You could also script a defaults write com.apple.SoftwareUpdate CatalogURL triggered by a network change, such as grepping for ifconfig or scutil's State:/Network/Interface/en0/IPv4. Probably easy to do with Lingon etc as well.

  • I was trying to recall some software that was designed to coordinate changes based on detected changes in location. I like your scutil suggestion to change something like this framework. Also, oomphalot.com/sidekick and the now unsupported symonds.id.au/marcopolo might work well in place of a hand-rolled script.
    – bmike
    Commented Feb 22, 2012 at 18:06
  • 1
    I've been using ControlPlane to switch locations between work and home for a few months now - works really well and actively under development. Tons of configurable triggers, could also easily be set to run a script based on network changes.
    – da4
    Commented Feb 22, 2012 at 18:25
  • It seems to me that even with the default change the mac tries to connect to the default apple software servers when the one configured is not available... I am not sure though.
    – Coyote
    Commented May 30, 2012 at 22:17

I have found a link that might be useful to some. There seems to be a workaround for 10.7 server to make the SUS Transparent.

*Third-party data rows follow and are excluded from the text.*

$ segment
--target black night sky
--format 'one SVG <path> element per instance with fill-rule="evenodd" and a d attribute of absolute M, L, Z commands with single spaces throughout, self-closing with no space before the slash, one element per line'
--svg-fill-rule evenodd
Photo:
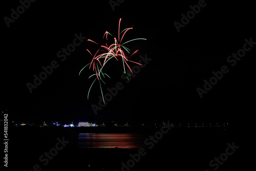
<path fill-rule="evenodd" d="M 8 109 L 13 120 L 38 122 L 166 118 L 174 122 L 246 121 L 254 103 L 252 59 L 256 48 L 233 67 L 227 58 L 243 48 L 245 39 L 256 41 L 252 3 L 205 3 L 179 33 L 174 23 L 181 23 L 181 14 L 198 1 L 125 0 L 114 11 L 108 1 L 31 3 L 10 27 L 2 19 L 1 109 Z M 2 18 L 10 17 L 10 9 L 19 5 L 18 1 L 2 2 Z M 120 63 L 111 63 L 111 79 L 103 92 L 118 82 L 124 88 L 95 115 L 91 105 L 98 105 L 99 85 L 94 85 L 87 100 L 91 71 L 78 73 L 92 59 L 86 49 L 95 52 L 97 47 L 85 40 L 63 61 L 56 54 L 73 43 L 75 34 L 98 42 L 105 31 L 116 37 L 120 18 L 121 28 L 133 27 L 124 39 L 147 39 L 127 45 L 139 49 L 132 59 L 137 62 L 140 55 L 146 55 L 152 60 L 129 83 L 121 78 L 121 68 L 115 66 Z M 33 83 L 33 75 L 54 60 L 58 68 L 31 94 L 26 84 Z M 229 72 L 200 98 L 197 89 L 203 88 L 204 80 L 208 81 L 223 66 Z"/>

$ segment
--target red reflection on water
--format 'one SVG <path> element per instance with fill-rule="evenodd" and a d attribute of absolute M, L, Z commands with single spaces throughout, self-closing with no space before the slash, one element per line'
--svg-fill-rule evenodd
<path fill-rule="evenodd" d="M 137 148 L 144 146 L 138 134 L 79 134 L 79 148 Z"/>

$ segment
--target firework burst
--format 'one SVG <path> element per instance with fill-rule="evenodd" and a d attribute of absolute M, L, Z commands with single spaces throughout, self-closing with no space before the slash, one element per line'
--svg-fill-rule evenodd
<path fill-rule="evenodd" d="M 118 37 L 117 39 L 117 38 L 116 38 L 116 37 L 113 37 L 113 35 L 109 32 L 106 31 L 103 36 L 102 39 L 104 39 L 104 38 L 105 38 L 107 41 L 110 41 L 110 40 L 108 39 L 108 36 L 109 35 L 113 39 L 113 40 L 112 40 L 112 44 L 110 44 L 110 45 L 108 45 L 108 44 L 105 43 L 105 45 L 100 46 L 100 48 L 98 49 L 94 55 L 93 55 L 88 49 L 87 49 L 90 54 L 92 56 L 92 59 L 90 63 L 87 64 L 81 70 L 81 71 L 80 71 L 79 75 L 80 75 L 82 71 L 83 71 L 83 69 L 88 66 L 89 66 L 89 70 L 92 70 L 92 71 L 94 72 L 94 74 L 92 74 L 89 78 L 90 79 L 93 76 L 95 77 L 95 78 L 92 83 L 92 84 L 91 85 L 91 87 L 90 87 L 89 90 L 88 91 L 88 94 L 87 96 L 88 99 L 89 99 L 90 92 L 93 85 L 96 80 L 98 80 L 99 83 L 100 92 L 102 96 L 103 102 L 105 103 L 101 84 L 102 83 L 105 84 L 105 82 L 104 82 L 103 81 L 104 78 L 105 78 L 106 77 L 109 78 L 110 78 L 110 77 L 107 74 L 103 72 L 103 69 L 105 67 L 106 64 L 109 63 L 109 61 L 111 61 L 113 59 L 117 60 L 117 61 L 118 61 L 118 59 L 121 59 L 122 60 L 123 68 L 123 73 L 124 73 L 125 75 L 129 75 L 125 72 L 125 67 L 127 67 L 131 71 L 131 72 L 133 73 L 133 71 L 132 71 L 131 67 L 128 65 L 129 62 L 133 62 L 139 65 L 141 65 L 141 64 L 140 63 L 128 60 L 127 59 L 127 57 L 125 57 L 127 56 L 127 55 L 125 55 L 125 54 L 126 53 L 129 54 L 129 56 L 131 57 L 132 56 L 136 54 L 138 52 L 138 50 L 137 50 L 131 53 L 131 50 L 126 47 L 124 46 L 124 45 L 134 40 L 146 39 L 143 38 L 138 38 L 131 39 L 126 42 L 123 42 L 122 40 L 123 40 L 123 37 L 127 33 L 127 32 L 129 30 L 133 29 L 133 28 L 126 28 L 120 32 L 120 26 L 121 19 L 120 18 L 118 25 Z M 99 46 L 98 43 L 91 39 L 88 39 L 88 41 L 91 41 L 92 42 Z M 127 75 L 126 77 L 128 79 Z"/>

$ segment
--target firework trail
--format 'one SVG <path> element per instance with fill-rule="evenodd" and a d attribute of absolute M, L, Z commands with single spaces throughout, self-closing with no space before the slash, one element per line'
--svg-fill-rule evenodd
<path fill-rule="evenodd" d="M 142 65 L 140 63 L 134 62 L 132 60 L 128 60 L 127 59 L 127 58 L 125 57 L 125 53 L 124 53 L 124 52 L 126 52 L 130 55 L 131 54 L 131 50 L 128 49 L 126 47 L 124 46 L 124 45 L 127 44 L 130 42 L 137 40 L 146 40 L 146 39 L 145 38 L 138 38 L 130 40 L 124 42 L 122 42 L 122 40 L 123 40 L 123 38 L 124 36 L 124 35 L 125 35 L 125 34 L 129 30 L 133 29 L 133 28 L 128 28 L 125 29 L 123 30 L 122 30 L 121 32 L 120 32 L 120 26 L 121 23 L 121 19 L 120 18 L 118 25 L 118 39 L 117 39 L 115 37 L 114 37 L 113 35 L 111 34 L 110 34 L 110 33 L 109 33 L 108 31 L 106 31 L 103 36 L 102 39 L 103 39 L 104 38 L 105 38 L 106 40 L 109 41 L 109 39 L 108 39 L 108 35 L 110 35 L 113 38 L 114 38 L 114 42 L 113 44 L 108 46 L 108 44 L 106 43 L 105 46 L 105 45 L 100 46 L 100 48 L 98 49 L 98 50 L 96 51 L 96 52 L 94 55 L 93 55 L 92 53 L 91 53 L 91 52 L 88 49 L 87 49 L 87 50 L 93 57 L 93 58 L 91 62 L 87 64 L 81 70 L 81 71 L 80 71 L 79 75 L 80 75 L 82 71 L 83 71 L 86 67 L 89 66 L 89 70 L 92 70 L 94 72 L 94 74 L 91 75 L 89 78 L 90 79 L 93 76 L 96 77 L 94 80 L 93 81 L 92 84 L 91 85 L 91 87 L 90 87 L 89 90 L 88 91 L 88 94 L 87 95 L 88 99 L 89 99 L 89 94 L 91 89 L 92 88 L 92 87 L 93 86 L 95 81 L 96 80 L 98 80 L 99 83 L 100 92 L 101 93 L 101 95 L 102 96 L 103 102 L 104 103 L 105 103 L 104 97 L 103 95 L 102 89 L 101 88 L 101 84 L 104 83 L 105 84 L 105 83 L 104 82 L 103 80 L 104 78 L 105 78 L 105 77 L 108 77 L 109 78 L 110 78 L 110 77 L 108 74 L 103 73 L 103 69 L 104 68 L 106 64 L 109 61 L 111 60 L 111 59 L 115 59 L 116 60 L 118 61 L 118 58 L 121 59 L 123 68 L 123 73 L 124 73 L 124 74 L 126 76 L 127 79 L 128 77 L 127 77 L 126 75 L 129 75 L 129 74 L 125 72 L 125 66 L 127 67 L 131 71 L 131 72 L 133 73 L 133 71 L 131 69 L 131 67 L 128 65 L 127 62 L 133 62 L 139 65 Z M 91 39 L 88 39 L 88 41 L 91 41 L 92 42 L 99 46 L 99 45 L 98 43 Z M 130 57 L 131 57 L 132 55 L 136 54 L 138 52 L 138 50 L 135 51 L 130 55 Z M 104 52 L 102 53 L 101 52 Z"/>

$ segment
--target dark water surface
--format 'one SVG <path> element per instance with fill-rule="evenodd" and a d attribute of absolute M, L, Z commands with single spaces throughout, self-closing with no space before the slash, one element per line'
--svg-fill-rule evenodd
<path fill-rule="evenodd" d="M 139 134 L 79 134 L 79 148 L 140 148 L 144 146 Z"/>

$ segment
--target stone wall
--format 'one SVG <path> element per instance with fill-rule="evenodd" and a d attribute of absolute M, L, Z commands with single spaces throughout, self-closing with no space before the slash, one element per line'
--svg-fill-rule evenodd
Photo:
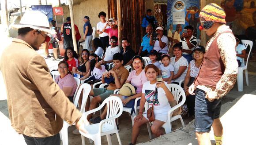
<path fill-rule="evenodd" d="M 66 22 L 66 18 L 70 16 L 69 6 L 62 6 L 64 13 L 64 21 Z M 96 28 L 96 25 L 100 21 L 98 16 L 98 13 L 103 11 L 108 16 L 107 0 L 88 0 L 81 2 L 79 4 L 73 6 L 73 14 L 74 15 L 75 24 L 76 25 L 79 29 L 79 32 L 82 37 L 83 35 L 83 26 L 84 24 L 83 19 L 85 16 L 90 18 L 90 23 L 93 27 Z M 63 23 L 62 16 L 56 16 L 58 27 L 60 27 Z M 53 18 L 55 19 L 55 18 Z M 96 34 L 95 37 L 98 37 L 98 34 Z"/>

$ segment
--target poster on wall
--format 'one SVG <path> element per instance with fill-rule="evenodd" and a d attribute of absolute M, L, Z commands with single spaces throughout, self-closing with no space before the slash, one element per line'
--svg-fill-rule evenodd
<path fill-rule="evenodd" d="M 167 29 L 172 32 L 173 36 L 176 33 L 181 36 L 184 27 L 191 25 L 194 27 L 193 35 L 200 39 L 198 29 L 200 5 L 200 0 L 167 0 Z"/>
<path fill-rule="evenodd" d="M 38 11 L 45 14 L 48 17 L 48 21 L 53 20 L 53 6 L 51 5 L 38 5 L 31 6 L 33 11 Z"/>

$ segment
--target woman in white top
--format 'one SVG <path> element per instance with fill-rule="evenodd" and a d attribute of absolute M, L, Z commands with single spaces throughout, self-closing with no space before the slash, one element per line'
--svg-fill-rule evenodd
<path fill-rule="evenodd" d="M 182 56 L 182 47 L 180 44 L 175 44 L 173 47 L 174 57 L 171 58 L 171 64 L 174 68 L 174 75 L 172 83 L 179 84 L 181 80 L 185 79 L 188 63 L 187 59 Z M 181 85 L 181 87 L 183 86 Z"/>
<path fill-rule="evenodd" d="M 145 83 L 142 87 L 139 111 L 134 119 L 132 143 L 130 145 L 136 144 L 140 127 L 149 121 L 147 117 L 147 110 L 143 112 L 146 102 L 149 103 L 149 106 L 154 105 L 155 120 L 151 127 L 151 130 L 157 137 L 163 134 L 160 128 L 167 120 L 167 113 L 171 109 L 169 102 L 174 100 L 173 96 L 168 89 L 167 83 L 157 82 L 156 76 L 159 74 L 157 67 L 153 64 L 148 65 L 145 68 L 145 72 L 149 81 Z"/>
<path fill-rule="evenodd" d="M 95 38 L 93 40 L 92 44 L 93 49 L 94 51 L 94 53 L 101 58 L 103 56 L 105 48 L 103 47 L 100 39 L 98 38 Z"/>
<path fill-rule="evenodd" d="M 150 41 L 149 44 L 151 46 L 154 46 L 154 50 L 155 50 L 158 53 L 167 53 L 168 50 L 168 38 L 164 36 L 164 29 L 162 27 L 158 27 L 155 30 L 158 35 L 157 37 L 158 40 L 153 40 L 152 33 L 150 36 Z"/>
<path fill-rule="evenodd" d="M 203 46 L 199 45 L 195 48 L 193 52 L 193 56 L 195 59 L 190 62 L 184 80 L 184 89 L 186 91 L 187 96 L 185 103 L 188 106 L 188 113 L 191 116 L 193 116 L 195 114 L 196 96 L 188 93 L 188 87 L 194 82 L 195 79 L 198 75 L 200 66 L 203 62 L 205 53 L 205 49 Z"/>

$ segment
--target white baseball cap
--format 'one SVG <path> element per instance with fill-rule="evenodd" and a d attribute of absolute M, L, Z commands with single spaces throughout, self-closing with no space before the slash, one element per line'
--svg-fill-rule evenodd
<path fill-rule="evenodd" d="M 30 27 L 51 34 L 56 33 L 55 30 L 50 29 L 47 16 L 38 11 L 26 11 L 22 17 L 19 24 L 14 24 L 12 25 L 11 27 L 16 29 Z"/>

We were sticking to 10.6 because we hadn't found a solution that allowed us to upgrade to 10.7 and keep our SUS server working transparently. Well with this little guide maybe we will be able to!

I haven't tried it yet but I will soon: http://sites.google.com/site/stupidmactricks/home/transparentsoftwareupdateserverusingmacosxlionserver107


Profile manager can set this, and if you don't want to use that then a) why bother with a software update server at all and b) the config files are in /etc/swupd.

  • 1
    For anything more than a handful of Macs on the same network, hosting your own SUS dramatically saves on bandwidth - and can enable much finer control of deployed updates, increasing consistency. For example, perhaps the OP needs to test an internal website against some new release of Safari before allowing it to be deployed.
    – da4
    Commented Feb 22, 2012 at 17:43
  • 1
    This seems more of a "don't do what you ask" than an actual answer how to accomplish what is asked. Does this actually allow one setting to work internally and externally or does it need additional tweaking to coordinate these /etc files changing?
    – bmike
    Commented Feb 22, 2012 at 18:02
  • One of the key characteristics of Mac OS X Server is the device manager and assigning profiles and configuration options to do what is being asked. Failing that you can use an alternate method by managing options in the files in /etc/ with something like pymacadmin.